Phishing’ten Nasıl Korunulur?
Phishing saldırılarından korunmak için yalnızca teknik önlemler yetmez, kullanıcıların da güvenlik bilinci kazanması gerekir.
Bireysel Önlemler:
- Asla doğrudan e-postadan gelen linke tıklamayın; adresi manuel yazın.
- Tanımadığınız kişilerden gelen eklere tıklamayın.
- Şüpheli durumlarda kurumu doğrudan arayarak doğrulama yapın.
- Parolalarınızı paylaşmayın, çok faktörlü kimlik doğrulama (MFA) kullanın.
Kurumsal Önlemler:
- SPF, DKIM ve DMARC politikaları etkinleştirilmelidir.
- Güçlü e-posta güvenlik çözümleri kullanılmalıdır (örneğin sandbox ortamında eklenti testleri).
- Kullanıcılara düzenli oltalama simülasyonları ve farkındalık eğitimleri verilmelidir.

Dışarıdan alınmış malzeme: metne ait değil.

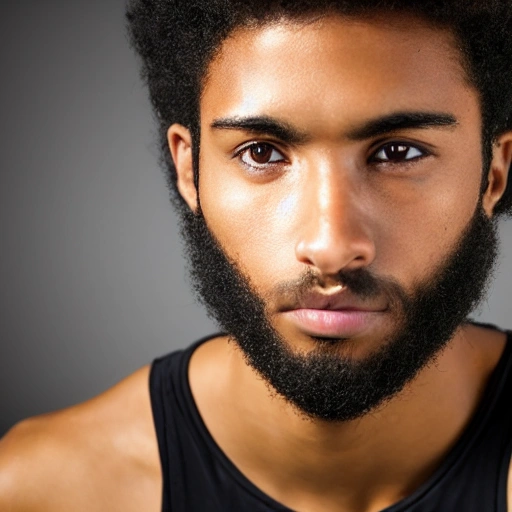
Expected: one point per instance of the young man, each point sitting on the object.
(339, 168)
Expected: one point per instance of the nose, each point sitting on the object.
(335, 230)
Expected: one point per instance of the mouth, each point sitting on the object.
(338, 323)
(339, 315)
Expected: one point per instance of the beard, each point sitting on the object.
(323, 383)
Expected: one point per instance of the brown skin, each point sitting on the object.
(321, 208)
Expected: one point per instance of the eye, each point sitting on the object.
(397, 152)
(260, 154)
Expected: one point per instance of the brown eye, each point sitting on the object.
(397, 153)
(261, 154)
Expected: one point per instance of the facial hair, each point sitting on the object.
(323, 384)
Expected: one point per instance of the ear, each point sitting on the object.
(180, 145)
(498, 172)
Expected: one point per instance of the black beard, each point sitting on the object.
(323, 384)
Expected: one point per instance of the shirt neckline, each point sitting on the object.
(462, 445)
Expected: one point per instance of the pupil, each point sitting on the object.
(261, 153)
(397, 152)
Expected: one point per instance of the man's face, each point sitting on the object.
(340, 174)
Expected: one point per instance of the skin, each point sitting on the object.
(325, 205)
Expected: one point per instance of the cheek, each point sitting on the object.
(414, 240)
(253, 223)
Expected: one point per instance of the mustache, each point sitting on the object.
(360, 282)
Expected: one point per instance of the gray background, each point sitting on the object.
(92, 282)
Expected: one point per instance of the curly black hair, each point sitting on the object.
(177, 39)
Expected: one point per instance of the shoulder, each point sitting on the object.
(97, 455)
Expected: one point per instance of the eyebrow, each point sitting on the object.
(263, 125)
(401, 121)
(266, 125)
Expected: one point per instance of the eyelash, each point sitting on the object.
(407, 146)
(255, 165)
(374, 159)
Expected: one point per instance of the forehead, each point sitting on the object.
(335, 66)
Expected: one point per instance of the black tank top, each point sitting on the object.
(198, 476)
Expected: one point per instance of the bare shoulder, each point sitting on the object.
(99, 455)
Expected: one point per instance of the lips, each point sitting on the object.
(337, 315)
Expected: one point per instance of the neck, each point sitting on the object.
(365, 464)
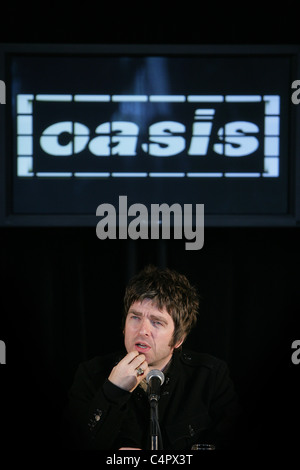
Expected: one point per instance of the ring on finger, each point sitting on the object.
(139, 371)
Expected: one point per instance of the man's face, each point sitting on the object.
(149, 331)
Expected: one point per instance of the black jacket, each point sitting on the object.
(197, 404)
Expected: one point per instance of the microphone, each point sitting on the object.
(155, 378)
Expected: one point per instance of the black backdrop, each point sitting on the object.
(62, 288)
(63, 291)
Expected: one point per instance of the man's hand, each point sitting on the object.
(124, 374)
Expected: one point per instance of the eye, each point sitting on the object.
(134, 317)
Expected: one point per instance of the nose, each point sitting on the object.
(144, 327)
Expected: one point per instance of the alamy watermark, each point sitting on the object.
(163, 221)
(2, 92)
(2, 352)
(296, 94)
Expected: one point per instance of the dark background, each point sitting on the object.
(62, 288)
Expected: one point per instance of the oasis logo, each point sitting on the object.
(72, 135)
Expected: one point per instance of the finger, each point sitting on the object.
(129, 357)
(137, 361)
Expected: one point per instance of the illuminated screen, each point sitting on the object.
(212, 129)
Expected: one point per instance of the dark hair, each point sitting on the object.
(167, 289)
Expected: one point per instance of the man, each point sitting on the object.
(108, 402)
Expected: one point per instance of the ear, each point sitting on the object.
(177, 345)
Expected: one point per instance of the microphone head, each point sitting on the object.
(155, 373)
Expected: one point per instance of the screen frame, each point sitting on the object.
(8, 219)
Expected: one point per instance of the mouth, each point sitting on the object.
(142, 347)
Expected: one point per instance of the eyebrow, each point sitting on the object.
(152, 316)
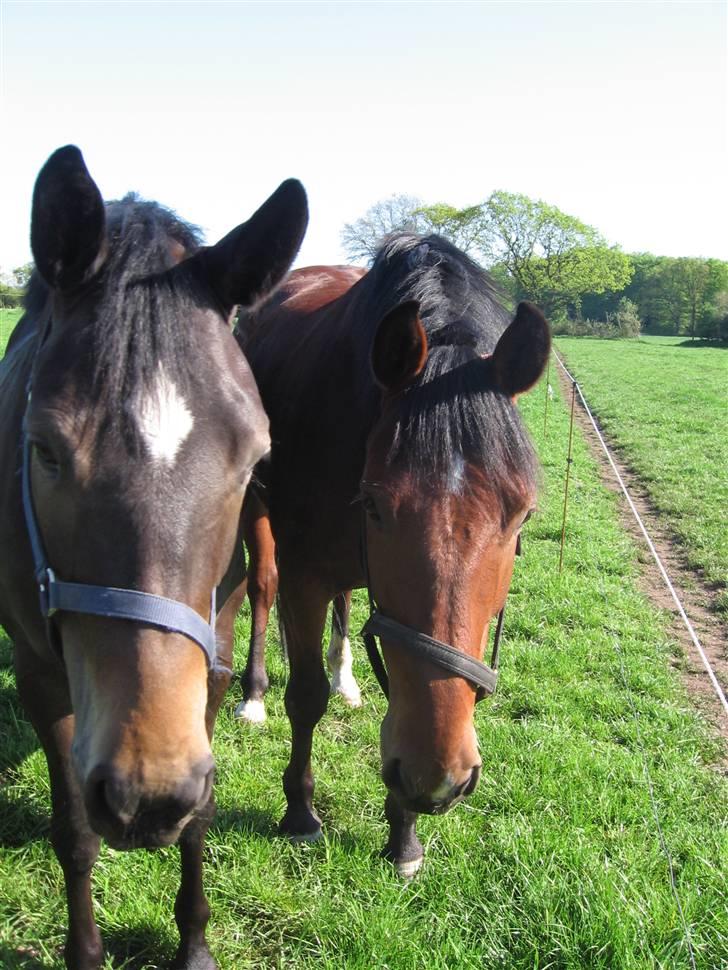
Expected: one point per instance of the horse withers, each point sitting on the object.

- Erişim kontrolleri ve oturum yönetimi iyileştirilmelidir.
Örnek Bir Vaka
Gelen phishing mail:
(Please kindly forward this to your CEO, because this is urgent. If you believe this has been sent to you in error, please ignore it. Thanks)
Dear CEO,
We are the domain name registration service company in China. We received an application from Hongfei Ltd on April 1, 2025. They want to request “xx” as their internet keyword and China (CN) domain names (xx.cn, xx.com.cn, xx.net.cn, xx.org.cn). But after checking it, we find this name conflict with your company name or trademark. In order to deal with this matter better, it’s necessary to send email to you and confirm whether this company is your distributor or business partner in China?
Bu mailin phishing olduğunu nasıl tespit ettik?
- Çin merkezli bir alan adı, bu tarz alan adları (org.cn) genellikle güvenilmez. Org alan adları sivil toplum kuruluşları tarafından kullanılır. Kurumsal bir alan adı değildir.
- Bu alan adı gerçek bir domain kayıt firması mı? Belirsiz. Who is kaydında bilgi bulunmuyor. Pishing saldırılarında sahte alan adları kullanılır.
- “Lütfen bu e-postayı CEO’nuza iletin” gibi ifadeler genelde aciliyet hissi yaratmak için kullanılır. Bu, klasik bir sosyal mühendislik taktiğidir.
- “Bir firma sizin alan adınızı almak istiyor” içeriği, phishing saldırılarında çok sık rastlanan bir taktiktir.
Phishing saldırıları geliştikçe siber güvenlik önlemleri de sıklaşıyor. Bu noktada önem kazanan “teknolojik korumayı doğru kullanıcı davranışıyla birleştirme” oluyor.